« Sur une base volontaire ». Dans les conclusions du Conseil européen des 28 et 29 juin, l’expression est clairement précisée au sujet de la création de « centres contrôlés » pour traiter l’arrivée de migrants. Elle est répétée à propos de la répartition ensuite des exilés entre États de l’Union. Ce sont les gouvernements les plus hostiles à accueillir tant ces centres que leurs hôtes, qui ont insisté pour que cette « base volontaire » soit une condition explicite. Cette « base » est donc on ne peut plus précaire puisque soumise au bon vouloir des gouvernements. Elle vacillera au gré des sondages d’opinion, de l’approche d’échéances électorales, des jeux internes aux coalitions et autres déterminants court-termistes de la volonté politique.

La construction européenne est fondamentalement affaire de « bonne volonté ». C’est ce qui la distingue historiquement des empires. Les Vingt-Huit ont adhéré, chacun, au projet d’Europe unie « sur une base volontaire », si l’on peut dire. Mais ce choix souverain dès lors oblige. Y compris sur le droit d’asile. Les États membres de l’UE sont engagés par la convention de Genève sur les réfugiés de 1951. Le droit d’asile est aussi inscrit dans la Charte européenne des droits fondamentaux devenue, depuis 2009, aussi contraignante que les traités européens. Aucun dirigeant européen ne peut s’en laver les mains.

Alors que l’Autriche, où l’extrême-droite participe à la coalition au pouvoir, vient de prendre la présidence du Conseil de l’UE ce semestre, le risque est que s’érige un « axe des volontés dans la lutte contre l’immigration illégale » contraire au droit et aux obligations européennes. De cette expression lancée le mois dernier par le chancelier autrichien, Sebastian Kurz, visant Munich-Vienne-Rome, c’est d’abord la résurgence du mot « axe » qui a fait froid dans le dos. Mais celui de « volontés » devrait aussi nous mettre en garde car, potentiellement, il s’agit de faire fi de toute obligation antérieurement souscrite.
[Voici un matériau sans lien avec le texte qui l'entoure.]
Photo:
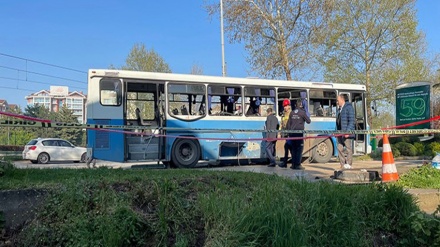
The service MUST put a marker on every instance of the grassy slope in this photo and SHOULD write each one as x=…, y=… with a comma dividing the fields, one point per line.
x=105, y=207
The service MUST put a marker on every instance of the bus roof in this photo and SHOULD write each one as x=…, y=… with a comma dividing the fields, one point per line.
x=189, y=78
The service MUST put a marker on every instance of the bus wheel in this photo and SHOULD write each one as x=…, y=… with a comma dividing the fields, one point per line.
x=322, y=151
x=185, y=153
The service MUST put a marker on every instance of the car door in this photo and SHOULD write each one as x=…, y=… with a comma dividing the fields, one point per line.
x=51, y=147
x=67, y=150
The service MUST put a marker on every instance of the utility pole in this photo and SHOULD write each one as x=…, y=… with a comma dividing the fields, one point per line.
x=222, y=39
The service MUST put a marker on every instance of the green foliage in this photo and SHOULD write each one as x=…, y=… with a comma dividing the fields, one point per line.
x=106, y=207
x=423, y=177
x=406, y=149
x=420, y=148
x=5, y=167
x=426, y=229
x=11, y=148
x=432, y=149
x=396, y=151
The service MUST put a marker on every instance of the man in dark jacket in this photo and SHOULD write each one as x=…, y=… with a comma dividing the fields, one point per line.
x=271, y=124
x=296, y=121
x=345, y=121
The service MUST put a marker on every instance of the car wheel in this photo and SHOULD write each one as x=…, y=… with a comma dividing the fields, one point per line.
x=322, y=151
x=185, y=153
x=83, y=158
x=43, y=158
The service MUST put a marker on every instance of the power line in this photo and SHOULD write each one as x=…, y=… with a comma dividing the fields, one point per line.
x=36, y=73
x=44, y=83
x=17, y=88
x=48, y=64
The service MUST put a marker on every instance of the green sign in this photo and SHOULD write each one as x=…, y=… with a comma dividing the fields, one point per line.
x=412, y=105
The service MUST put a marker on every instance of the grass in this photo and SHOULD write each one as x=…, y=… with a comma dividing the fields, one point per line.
x=425, y=177
x=114, y=207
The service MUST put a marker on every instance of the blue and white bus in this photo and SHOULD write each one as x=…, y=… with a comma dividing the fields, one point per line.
x=169, y=106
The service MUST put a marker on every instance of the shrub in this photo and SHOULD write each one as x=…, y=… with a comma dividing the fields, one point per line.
x=432, y=149
x=406, y=149
x=376, y=154
x=396, y=152
x=420, y=148
x=11, y=148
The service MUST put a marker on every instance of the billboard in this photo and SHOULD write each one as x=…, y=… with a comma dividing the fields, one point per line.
x=413, y=104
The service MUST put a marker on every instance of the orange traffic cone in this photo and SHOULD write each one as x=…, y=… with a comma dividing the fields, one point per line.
x=389, y=171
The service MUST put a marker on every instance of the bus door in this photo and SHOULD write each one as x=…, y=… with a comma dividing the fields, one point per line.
x=358, y=103
x=105, y=107
x=144, y=110
x=361, y=140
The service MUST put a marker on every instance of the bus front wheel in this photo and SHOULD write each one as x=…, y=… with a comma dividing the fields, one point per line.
x=185, y=153
x=322, y=151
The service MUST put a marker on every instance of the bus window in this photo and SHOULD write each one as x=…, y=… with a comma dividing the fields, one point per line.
x=358, y=105
x=186, y=101
x=142, y=100
x=292, y=95
x=224, y=101
x=322, y=103
x=257, y=100
x=110, y=92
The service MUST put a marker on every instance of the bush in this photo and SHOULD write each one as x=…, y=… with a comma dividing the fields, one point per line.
x=11, y=148
x=406, y=149
x=376, y=154
x=396, y=152
x=432, y=149
x=420, y=148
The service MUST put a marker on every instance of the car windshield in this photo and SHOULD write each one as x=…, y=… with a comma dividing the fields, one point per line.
x=32, y=142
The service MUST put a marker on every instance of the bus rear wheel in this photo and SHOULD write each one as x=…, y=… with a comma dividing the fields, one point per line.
x=185, y=153
x=322, y=151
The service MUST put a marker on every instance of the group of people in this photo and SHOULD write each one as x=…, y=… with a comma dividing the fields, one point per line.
x=295, y=119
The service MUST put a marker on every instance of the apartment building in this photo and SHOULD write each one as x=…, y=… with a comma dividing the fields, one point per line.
x=58, y=96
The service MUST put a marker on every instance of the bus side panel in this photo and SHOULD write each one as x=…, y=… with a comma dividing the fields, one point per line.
x=210, y=143
x=106, y=145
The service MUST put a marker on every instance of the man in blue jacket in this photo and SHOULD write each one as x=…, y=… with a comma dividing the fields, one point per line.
x=345, y=121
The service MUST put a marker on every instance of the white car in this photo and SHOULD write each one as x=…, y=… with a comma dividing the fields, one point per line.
x=43, y=150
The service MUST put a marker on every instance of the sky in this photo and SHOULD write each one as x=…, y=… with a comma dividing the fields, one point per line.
x=52, y=42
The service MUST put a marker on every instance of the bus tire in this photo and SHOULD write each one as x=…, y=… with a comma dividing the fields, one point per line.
x=185, y=153
x=322, y=151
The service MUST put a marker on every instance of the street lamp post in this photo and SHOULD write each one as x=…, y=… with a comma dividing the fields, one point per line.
x=222, y=39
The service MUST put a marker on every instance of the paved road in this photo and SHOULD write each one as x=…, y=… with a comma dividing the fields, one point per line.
x=312, y=172
x=428, y=200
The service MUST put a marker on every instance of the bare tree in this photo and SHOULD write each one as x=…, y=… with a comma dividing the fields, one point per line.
x=278, y=34
x=375, y=43
x=196, y=69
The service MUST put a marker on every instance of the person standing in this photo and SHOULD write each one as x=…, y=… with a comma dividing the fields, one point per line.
x=271, y=125
x=284, y=119
x=345, y=121
x=297, y=118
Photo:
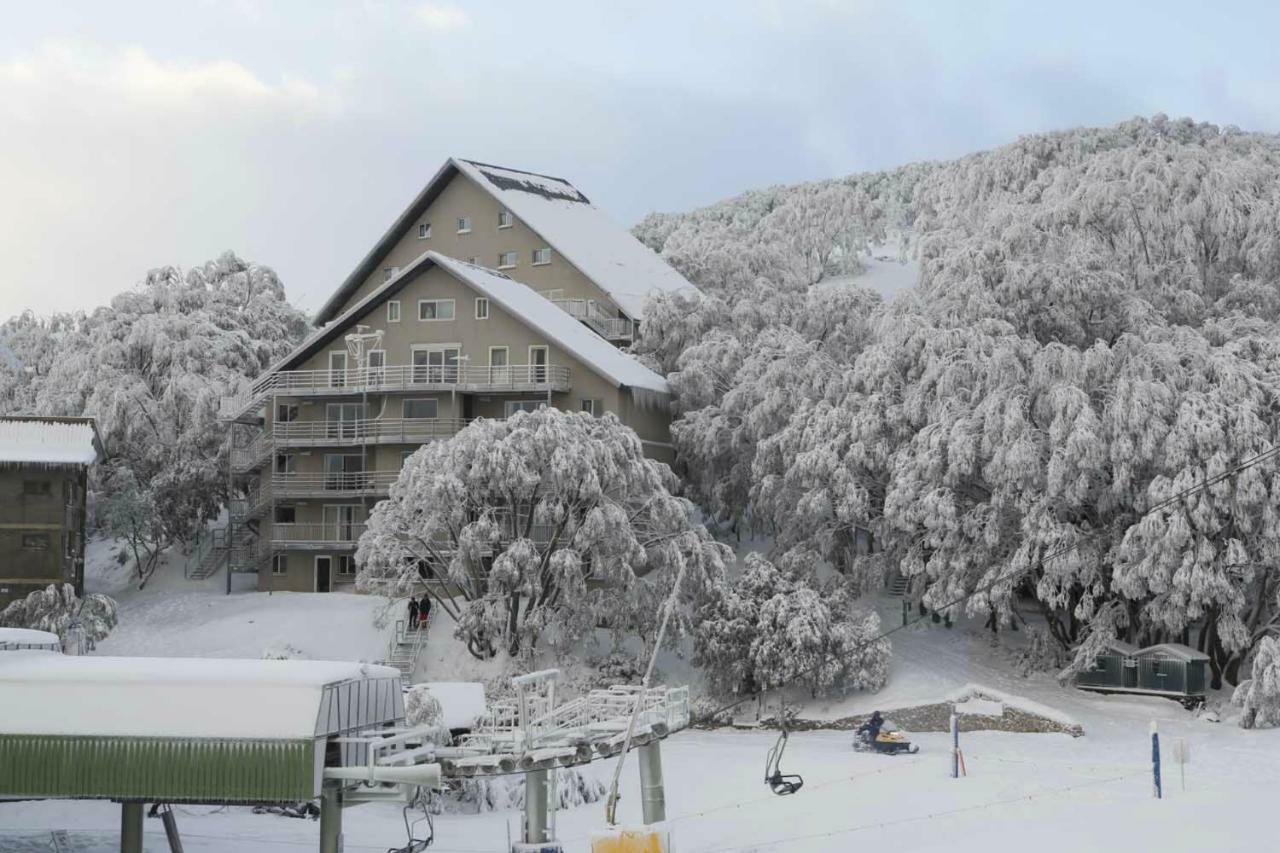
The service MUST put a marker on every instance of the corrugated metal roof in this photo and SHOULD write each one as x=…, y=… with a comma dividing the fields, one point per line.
x=159, y=770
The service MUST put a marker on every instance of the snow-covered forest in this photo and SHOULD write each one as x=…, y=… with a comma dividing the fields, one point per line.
x=1096, y=328
x=152, y=366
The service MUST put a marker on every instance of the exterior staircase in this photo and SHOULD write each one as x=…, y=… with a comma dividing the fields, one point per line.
x=211, y=555
x=406, y=647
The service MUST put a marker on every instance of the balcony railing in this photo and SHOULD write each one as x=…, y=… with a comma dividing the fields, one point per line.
x=330, y=533
x=338, y=433
x=483, y=378
x=332, y=484
x=612, y=328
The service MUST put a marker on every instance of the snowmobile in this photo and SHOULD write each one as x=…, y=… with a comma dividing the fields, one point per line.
x=888, y=740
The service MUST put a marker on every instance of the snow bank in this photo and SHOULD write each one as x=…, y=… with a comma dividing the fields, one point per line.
x=979, y=693
x=461, y=702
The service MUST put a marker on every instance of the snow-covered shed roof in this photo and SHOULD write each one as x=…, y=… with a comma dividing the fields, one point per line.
x=49, y=441
x=150, y=697
x=524, y=302
x=13, y=638
x=1173, y=649
x=576, y=229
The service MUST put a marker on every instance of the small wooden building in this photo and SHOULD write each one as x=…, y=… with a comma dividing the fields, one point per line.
x=44, y=482
x=1166, y=669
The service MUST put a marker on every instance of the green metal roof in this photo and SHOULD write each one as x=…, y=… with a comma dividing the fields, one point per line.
x=159, y=769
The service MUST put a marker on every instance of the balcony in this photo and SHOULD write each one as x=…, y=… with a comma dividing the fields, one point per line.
x=332, y=534
x=516, y=378
x=342, y=433
x=611, y=328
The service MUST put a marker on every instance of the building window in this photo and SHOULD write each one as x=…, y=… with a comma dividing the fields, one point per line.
x=435, y=309
x=524, y=405
x=425, y=407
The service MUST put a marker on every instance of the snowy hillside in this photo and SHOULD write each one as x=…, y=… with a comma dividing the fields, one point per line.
x=178, y=617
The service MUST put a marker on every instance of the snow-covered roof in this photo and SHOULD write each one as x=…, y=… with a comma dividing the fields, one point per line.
x=26, y=638
x=576, y=229
x=60, y=694
x=49, y=441
x=461, y=702
x=581, y=233
x=524, y=302
x=1173, y=649
x=558, y=325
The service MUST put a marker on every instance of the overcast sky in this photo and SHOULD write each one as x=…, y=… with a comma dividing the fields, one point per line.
x=135, y=135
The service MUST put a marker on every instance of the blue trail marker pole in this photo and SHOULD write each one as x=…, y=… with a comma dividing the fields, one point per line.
x=1155, y=758
x=955, y=746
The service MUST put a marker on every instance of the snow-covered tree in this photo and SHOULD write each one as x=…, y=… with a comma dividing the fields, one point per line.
x=540, y=527
x=1093, y=334
x=151, y=366
x=767, y=628
x=58, y=610
x=1258, y=696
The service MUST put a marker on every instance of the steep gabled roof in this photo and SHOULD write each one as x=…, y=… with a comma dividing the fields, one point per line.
x=520, y=300
x=579, y=232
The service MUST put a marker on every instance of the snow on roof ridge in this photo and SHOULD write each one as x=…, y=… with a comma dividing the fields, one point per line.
x=583, y=235
x=51, y=441
x=536, y=310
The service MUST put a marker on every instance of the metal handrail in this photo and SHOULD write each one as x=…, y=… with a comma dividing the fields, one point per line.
x=366, y=482
x=515, y=377
x=589, y=311
x=336, y=532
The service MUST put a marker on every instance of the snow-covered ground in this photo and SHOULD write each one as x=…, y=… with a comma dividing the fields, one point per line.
x=178, y=617
x=1051, y=792
x=1048, y=790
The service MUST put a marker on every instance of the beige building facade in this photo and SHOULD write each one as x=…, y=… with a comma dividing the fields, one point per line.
x=447, y=338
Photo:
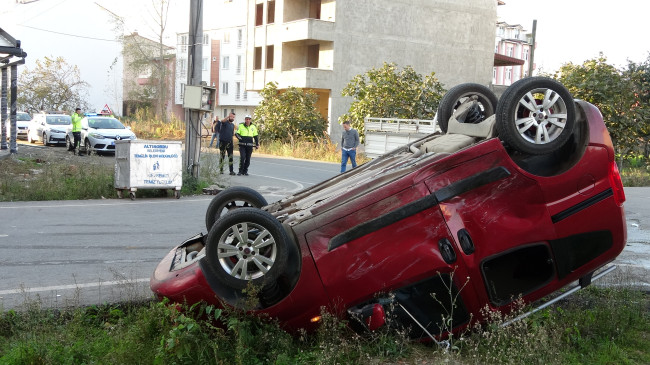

L’heure n’est donc plus à la mollesse. Ces dernières années, l’intégration européenne a trop souvent manqué de volonté politique ferme de la part de dirigeants au contraire négligents sur ce terrain. Emmanuel Macron cherche aujourd’hui à réaffermir une détermination qui s’était essoufflée. L’entrée au Panthéon le 1er juillet de Simone Veil au nom, notamment, de son indéfectible engagement pour l’Europe, sert à contrer « les vents mauvais » que le chef de l’État a dénoncé dans son discours, reprenant une métaphore qu’il avait déjà employée à Berlin en avril dernier.

Ces vents, soufflant d’Autriche, d’Italie, de Bavière, des pays de Visegrad (Hongrie, Slovaquie, Pologne, Tchéquie) ou encore de Slovénie, s’emploient à détourner l’Union européenne de ses valeurs fondatrices et des obligations qui en découlent. À l’image des ports italiens désormais fermés aux navires des ONG ou de la loi adoptée par le parlement hongrois, le 20 juin, rendant passible de poursuites pénales l’aide aux migrants opérée par des ONG. Les « volontés » n’ont pas de limites.

« L’axe » ainsi animé par l’extrême-droite, ou la droite radicale, n’a pas pour objectif de sortir de l’UE, à l’instar d’un Brexit déjà jugé comme un échec, mais de la remodeler à sa manière. Quitte à faire retourner les pères fondateurs de la construction européenne dans leur tombe. Les élections européennes dans un an s’annoncent comme un âpre combat, sur fond de crise migratoire, entre des volontés foncièrement opposées et des vents contraires. Aux forces pro-européennes de garder le cap.